Fakt, że SARS-CoV-2 używa kinaz do przejęcia i kontroli mechanizmów komórkowych u człowieka był powodem, dla którego uczeni stworzyli drugą z kolei, bardziej szczegółową mapę, tym razem mapę interakcji wirusa z poszczególnymi kinazami ludzkimi. Od lat naukowcy podejrzewali bowiem, że kinazy - przełączniki kontroli biologicznej, których wirusy używają do przejmowania komórek organizmu człowieka - mogą być celem dla zwalczania infekcji i stanowić mogą bazę dla opracowania potencjalnych leków na COVID-19. Kinazy to enzymy występujące w każdej komórce naszego ciała, regulując przepływ struktur i informacji.

Istnieje 518 ludzkich kinaz, które pełnią rolę głównych ośrodków kontroli praktycznie wszystkich procesów zachodzących w organizmie człowieka. Mają potężny wpływ na wzrost człowieka, odnowę komórek macierzystych, układ odpornościowy oraz pamięć i uczenie się. Są niewiarygodne wydajne w przetwarzaniu sygnałów, to rodzaj systemu sterowania, takiego jak krzemowe bramki na chipie komputerowym lub światła drogowe w mieście. Są w stanie dodać mały znacznik chemiczny do innych białek ludzkich, nieznacznie zmieniając ich strukturę w procesie biologicznym zwanym fosforylacją, tym samym wpływają na to, kiedy i w jaki sposób wiele z nich może wykonywać swoją pracę w komórce. Ponieważ białka są mikroskopijnymi końmi roboczymi komórki, budują tkanki i wywołują reakcje chemiczne, które kontrolują wszystkie rodzaje aktywności organizmu, te zwodniczo drobne zmiany mogą mieć duży wpływ na działanie białek, dając im nowe możliwości.
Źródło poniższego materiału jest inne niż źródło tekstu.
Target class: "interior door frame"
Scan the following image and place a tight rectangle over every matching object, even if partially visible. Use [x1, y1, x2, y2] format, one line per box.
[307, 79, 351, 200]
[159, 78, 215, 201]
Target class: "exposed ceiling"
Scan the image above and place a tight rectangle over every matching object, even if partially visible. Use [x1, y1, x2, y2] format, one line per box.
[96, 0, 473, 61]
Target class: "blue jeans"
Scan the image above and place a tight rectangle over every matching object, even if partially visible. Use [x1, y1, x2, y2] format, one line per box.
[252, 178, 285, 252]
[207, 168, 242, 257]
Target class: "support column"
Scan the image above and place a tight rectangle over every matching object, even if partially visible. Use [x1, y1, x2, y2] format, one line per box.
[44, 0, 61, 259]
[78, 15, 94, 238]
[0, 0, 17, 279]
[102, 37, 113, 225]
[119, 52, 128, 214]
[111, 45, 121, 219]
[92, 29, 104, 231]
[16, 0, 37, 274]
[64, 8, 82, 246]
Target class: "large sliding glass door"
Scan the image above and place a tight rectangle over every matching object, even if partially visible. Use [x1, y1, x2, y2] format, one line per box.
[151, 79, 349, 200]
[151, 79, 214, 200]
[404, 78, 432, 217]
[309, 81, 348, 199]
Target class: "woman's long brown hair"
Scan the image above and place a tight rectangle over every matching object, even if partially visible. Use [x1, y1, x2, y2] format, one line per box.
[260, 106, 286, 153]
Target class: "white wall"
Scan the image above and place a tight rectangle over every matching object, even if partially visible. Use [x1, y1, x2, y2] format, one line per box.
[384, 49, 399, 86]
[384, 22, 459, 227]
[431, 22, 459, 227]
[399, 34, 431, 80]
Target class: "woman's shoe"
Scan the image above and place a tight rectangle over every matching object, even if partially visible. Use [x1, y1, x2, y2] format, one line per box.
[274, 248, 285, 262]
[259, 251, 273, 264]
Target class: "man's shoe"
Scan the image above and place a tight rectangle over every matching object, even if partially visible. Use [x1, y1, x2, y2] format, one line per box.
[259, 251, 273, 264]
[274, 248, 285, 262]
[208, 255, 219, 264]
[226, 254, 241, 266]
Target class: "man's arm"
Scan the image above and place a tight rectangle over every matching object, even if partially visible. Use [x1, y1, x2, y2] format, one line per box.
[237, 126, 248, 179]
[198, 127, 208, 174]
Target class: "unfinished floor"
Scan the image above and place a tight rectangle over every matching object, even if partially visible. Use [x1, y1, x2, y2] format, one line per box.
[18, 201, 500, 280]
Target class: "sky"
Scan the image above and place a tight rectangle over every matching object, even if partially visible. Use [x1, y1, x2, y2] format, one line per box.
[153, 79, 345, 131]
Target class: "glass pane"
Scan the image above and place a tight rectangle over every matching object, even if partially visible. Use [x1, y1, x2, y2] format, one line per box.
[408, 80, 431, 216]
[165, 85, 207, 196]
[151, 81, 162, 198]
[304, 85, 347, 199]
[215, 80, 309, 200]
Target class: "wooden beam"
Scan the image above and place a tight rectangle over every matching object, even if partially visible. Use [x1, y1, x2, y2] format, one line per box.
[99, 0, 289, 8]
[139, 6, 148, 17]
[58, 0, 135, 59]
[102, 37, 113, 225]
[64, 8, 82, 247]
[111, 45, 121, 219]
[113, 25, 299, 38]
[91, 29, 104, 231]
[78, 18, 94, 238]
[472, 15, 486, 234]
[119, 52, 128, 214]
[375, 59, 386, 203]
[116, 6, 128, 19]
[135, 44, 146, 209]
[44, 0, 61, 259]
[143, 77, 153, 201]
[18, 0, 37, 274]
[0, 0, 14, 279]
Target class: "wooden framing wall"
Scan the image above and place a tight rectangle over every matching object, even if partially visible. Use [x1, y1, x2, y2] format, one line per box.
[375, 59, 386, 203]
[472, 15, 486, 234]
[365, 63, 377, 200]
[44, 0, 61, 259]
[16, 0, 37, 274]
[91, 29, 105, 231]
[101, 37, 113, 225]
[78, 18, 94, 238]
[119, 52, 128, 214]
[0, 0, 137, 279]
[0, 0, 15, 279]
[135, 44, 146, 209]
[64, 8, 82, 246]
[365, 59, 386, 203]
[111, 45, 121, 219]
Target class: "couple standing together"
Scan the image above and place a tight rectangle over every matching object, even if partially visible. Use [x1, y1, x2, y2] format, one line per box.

Proces fosforylacji jest więc innymi słowy zmianą "okablowania" biologicznego komórek ludzkich. Na przykład, jeśli komórka przygotowuje się do wzrostu - powiedzmy, żeby zregenerować tkanki po skaleczeniu palca - włączą się określone kinazy i zaczną przekazywać instrukcje białkom zaangażowanym we wzrost komórki, co mają robić. Z kolei wiele nowotworów jest wywoływanych przez nadaktywne kinazy prowadzące do niekontrolowanego wzrostu komórek, a leki spowalniające kinazy są bardzo skuteczne w leczeniu raka. Dlatego tym razem uczeni zbadali zdolność koronawirusa do manipulowania tym potężnym procesem biologicznym, jakim jest fosforylacja. Wyniki tych badań opublikowano w sierpniu br. w czasopiśmie Cell3.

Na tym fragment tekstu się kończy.